Can I click it? Of course I can, and I have been all summer. To explain: the cricket season is a time when we footie fanatics are reduced to shadows of our winter selves. With the nation's footballers doing a collective impersonation of Tottenham's Darren "Sicknote" Anderton and taking extended holidays, it is not so much a case of in the back of the net my son, more a case of trawling the net to find some transfer minutiae the papers might have overlooked.
Nailing my colours to the goalposts, that means I have spent a lot of time at the home of Leeds United, www.lufc.com, in the vague hope that Elland Road's finest might actually sign a player or two. Fat chance. Instead of welcoming multi-million pounds signings, we Leeds fans have had to make do with silly season news about a new Elland Road tropical fish tank, apparently to calm match-day nerves. Bet it won't stop Alan Smith upsetting opposition defenders.
Not that Leeds' management is unique in feeding fans such inconsequential items. A look around the clubs' official websites - from Aberdeen, www.afc.co.uk, to York City - reveals much the same pattern. Manchester United's gargantuan site, for instance, features player profiles, stats, ticket information, the opportunity to buy a club shirt that will probably be replaced with a new design inside six months, and the links to the sponsors needed to pay David Beckham's hairdressing bills.
Thankfully, escaping the clubs' corporate hospitality is a simple matter of jumping to the myriad fan sites out there. Some of these are gloriously and barkingly specialised. The Gloucester Gulls site, http://website.lineone.net/~gloucester.gulls , for instance, is put together by "Torquay United supporters who happen to be living in the Gloucester area", and thus spend unfeasible amounts of time travelling around the country to watch division three football.
At the other end of the scale, the Big Daddy of fan sites is Kop Talk. Perhaps because Liverpool were the last Premiership side to get themselves an official website, this is infinitely better than the Reds' official online home, www.liverpoolfc.tv and features opinionated columns from former players such as Tommy "Hardman" Smith and Barry "Haircut" Venison.

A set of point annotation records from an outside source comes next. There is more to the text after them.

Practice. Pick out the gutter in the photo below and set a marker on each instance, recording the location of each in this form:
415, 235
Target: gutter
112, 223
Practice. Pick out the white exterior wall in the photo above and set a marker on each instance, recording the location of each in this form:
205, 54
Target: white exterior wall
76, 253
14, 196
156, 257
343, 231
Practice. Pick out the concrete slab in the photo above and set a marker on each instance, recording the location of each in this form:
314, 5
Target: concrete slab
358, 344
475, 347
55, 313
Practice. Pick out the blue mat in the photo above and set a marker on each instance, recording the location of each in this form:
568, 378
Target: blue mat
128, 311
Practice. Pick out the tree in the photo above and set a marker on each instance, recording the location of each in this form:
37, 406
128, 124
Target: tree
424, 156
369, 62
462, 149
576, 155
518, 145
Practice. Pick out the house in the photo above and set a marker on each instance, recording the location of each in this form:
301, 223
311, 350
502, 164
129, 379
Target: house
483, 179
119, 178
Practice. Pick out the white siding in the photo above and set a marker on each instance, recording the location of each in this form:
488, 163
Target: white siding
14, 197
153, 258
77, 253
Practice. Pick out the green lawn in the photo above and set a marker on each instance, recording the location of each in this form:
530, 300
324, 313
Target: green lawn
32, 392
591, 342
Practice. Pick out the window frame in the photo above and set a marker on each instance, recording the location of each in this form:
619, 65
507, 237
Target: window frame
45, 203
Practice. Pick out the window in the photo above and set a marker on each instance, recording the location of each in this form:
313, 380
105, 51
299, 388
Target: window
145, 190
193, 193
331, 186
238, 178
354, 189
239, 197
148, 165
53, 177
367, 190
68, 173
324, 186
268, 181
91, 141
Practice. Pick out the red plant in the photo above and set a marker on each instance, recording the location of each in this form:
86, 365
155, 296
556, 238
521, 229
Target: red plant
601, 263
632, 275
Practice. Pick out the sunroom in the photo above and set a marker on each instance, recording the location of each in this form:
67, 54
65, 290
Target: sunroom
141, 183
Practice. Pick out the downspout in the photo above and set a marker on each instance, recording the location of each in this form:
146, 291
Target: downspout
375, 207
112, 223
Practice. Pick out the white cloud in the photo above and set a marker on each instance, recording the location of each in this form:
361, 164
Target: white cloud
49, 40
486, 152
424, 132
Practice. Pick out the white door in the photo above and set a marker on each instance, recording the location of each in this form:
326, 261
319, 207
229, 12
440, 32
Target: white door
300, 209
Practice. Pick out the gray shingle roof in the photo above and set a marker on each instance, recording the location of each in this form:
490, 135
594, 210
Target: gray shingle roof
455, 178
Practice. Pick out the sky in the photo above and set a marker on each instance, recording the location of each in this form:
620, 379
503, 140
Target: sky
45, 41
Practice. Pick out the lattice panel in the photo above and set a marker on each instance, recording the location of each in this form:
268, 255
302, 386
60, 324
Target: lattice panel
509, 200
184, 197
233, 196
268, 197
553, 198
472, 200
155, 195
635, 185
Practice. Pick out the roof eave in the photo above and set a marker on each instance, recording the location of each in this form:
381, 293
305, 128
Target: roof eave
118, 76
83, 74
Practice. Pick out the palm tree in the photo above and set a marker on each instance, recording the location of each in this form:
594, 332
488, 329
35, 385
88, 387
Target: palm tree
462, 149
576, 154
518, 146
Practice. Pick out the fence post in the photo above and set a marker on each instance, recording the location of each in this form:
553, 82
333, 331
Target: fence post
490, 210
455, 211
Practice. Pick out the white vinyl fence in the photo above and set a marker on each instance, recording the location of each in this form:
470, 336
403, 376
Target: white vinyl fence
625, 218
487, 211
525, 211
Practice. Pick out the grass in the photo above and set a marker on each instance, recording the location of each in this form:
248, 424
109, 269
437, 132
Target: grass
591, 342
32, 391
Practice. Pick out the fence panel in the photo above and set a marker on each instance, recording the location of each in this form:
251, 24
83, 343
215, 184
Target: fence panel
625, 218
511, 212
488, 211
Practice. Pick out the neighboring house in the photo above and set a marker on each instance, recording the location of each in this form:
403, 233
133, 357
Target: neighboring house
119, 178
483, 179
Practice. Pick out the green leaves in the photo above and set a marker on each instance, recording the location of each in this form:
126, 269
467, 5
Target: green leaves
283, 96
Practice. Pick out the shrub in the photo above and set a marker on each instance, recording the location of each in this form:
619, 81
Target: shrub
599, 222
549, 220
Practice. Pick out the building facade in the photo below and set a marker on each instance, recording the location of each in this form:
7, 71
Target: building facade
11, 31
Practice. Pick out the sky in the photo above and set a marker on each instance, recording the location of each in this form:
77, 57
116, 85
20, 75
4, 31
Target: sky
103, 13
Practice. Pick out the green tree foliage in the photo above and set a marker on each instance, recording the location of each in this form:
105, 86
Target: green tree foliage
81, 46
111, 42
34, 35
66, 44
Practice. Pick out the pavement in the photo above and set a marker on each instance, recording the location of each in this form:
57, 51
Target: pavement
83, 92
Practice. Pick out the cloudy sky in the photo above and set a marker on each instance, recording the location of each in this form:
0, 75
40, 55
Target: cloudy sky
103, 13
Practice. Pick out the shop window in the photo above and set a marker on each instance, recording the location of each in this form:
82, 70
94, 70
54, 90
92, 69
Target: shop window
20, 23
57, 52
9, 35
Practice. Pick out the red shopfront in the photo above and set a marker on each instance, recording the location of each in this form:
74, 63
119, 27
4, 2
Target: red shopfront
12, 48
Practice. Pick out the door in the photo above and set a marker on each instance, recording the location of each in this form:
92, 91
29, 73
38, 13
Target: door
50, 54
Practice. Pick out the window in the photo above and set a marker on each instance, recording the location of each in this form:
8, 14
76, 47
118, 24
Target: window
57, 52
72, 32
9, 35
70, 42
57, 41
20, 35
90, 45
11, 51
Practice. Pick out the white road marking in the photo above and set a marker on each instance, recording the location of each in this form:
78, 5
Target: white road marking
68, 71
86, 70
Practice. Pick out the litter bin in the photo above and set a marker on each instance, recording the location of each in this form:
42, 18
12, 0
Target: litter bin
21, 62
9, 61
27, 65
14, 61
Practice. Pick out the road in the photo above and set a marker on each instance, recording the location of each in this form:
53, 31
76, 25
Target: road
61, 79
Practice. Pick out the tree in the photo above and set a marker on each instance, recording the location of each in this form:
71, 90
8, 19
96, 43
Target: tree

You can, of course, look for such sites via the usual search engines, but it is more fun to go to www.rivals.net, a sports portal largely compiled by fans. The result is a decidedly idiosyncratic window on footie culture. In the Chelsea section, for instance, you will find Blues' fan Juvenile D reflecting on the recent sale of Jon Harley to Fulham. It seems Juvenile's daughter Urchin had a crush on Harley and Juvenile now has to watch sadly as his child learns a bitter life lesson. "I'm left to pick up the pieces and explain to Urchin that it is better to have loved and lost than to never to have loved at all," reflects Juvenile.
At least Urchin can console herself with the thought that, if Harley's star continues to rise, he will soon have his own personal site similar to those at www.icons.com. Here you will find the personal sites of the likes of Dennis Bergkamp, Robbie Fowler and Marc Overmars, sites increasingly quoted by jaded journos who presumably can't face actually talking to footballers.
For a more objective look at how players are doing, you can't go wrong with the Opta database, www.opta.co.uk. There are, of course, those who reckon Leeds' pass completion rate of 69% is an insubstantial piece of information, but these are people totally devoid of pub conver sation and to be avoided.
As indeed should the online home of the English FA, a site so slow to load that I can only suggest its webmaster looks at the Scottish FA's site, for a much needed lesson in design simplicity, or Uefa's clear site at www.uefa.com.
Not that any of these sites are destinations for breaking news. If you absolutely need up to the minute football information, try News Now, but be warned this is a site that aggregates every slice of trivial gossip you can imagine. For a filter between you and the news feeds, try the BBC or Teamtalk. Best of all, if only for Danny Kelly's pithy columns, visit Football 365.
Still can't find that elusive site devoted to pre-war Lithuanian away kits? Then try the links page, www. soccer-links.com . And finally, as a reminder that football really isn't more important than life or death, visit the Christmas Truce Football Match Haiku Friendly page - a compendium of three line poems devoted to the day in the first world war when British and German troops had a kickabout in No Man's Land.
• Two companies are now offering footie update services via SMS for mobile phone users. Boltblue costs £3 a month and covers the Premiership, while Teamtalk (as above) covers all the English and Scottish leagues but costs £5 a month for news, and another £3.50 more a month for scores and results too.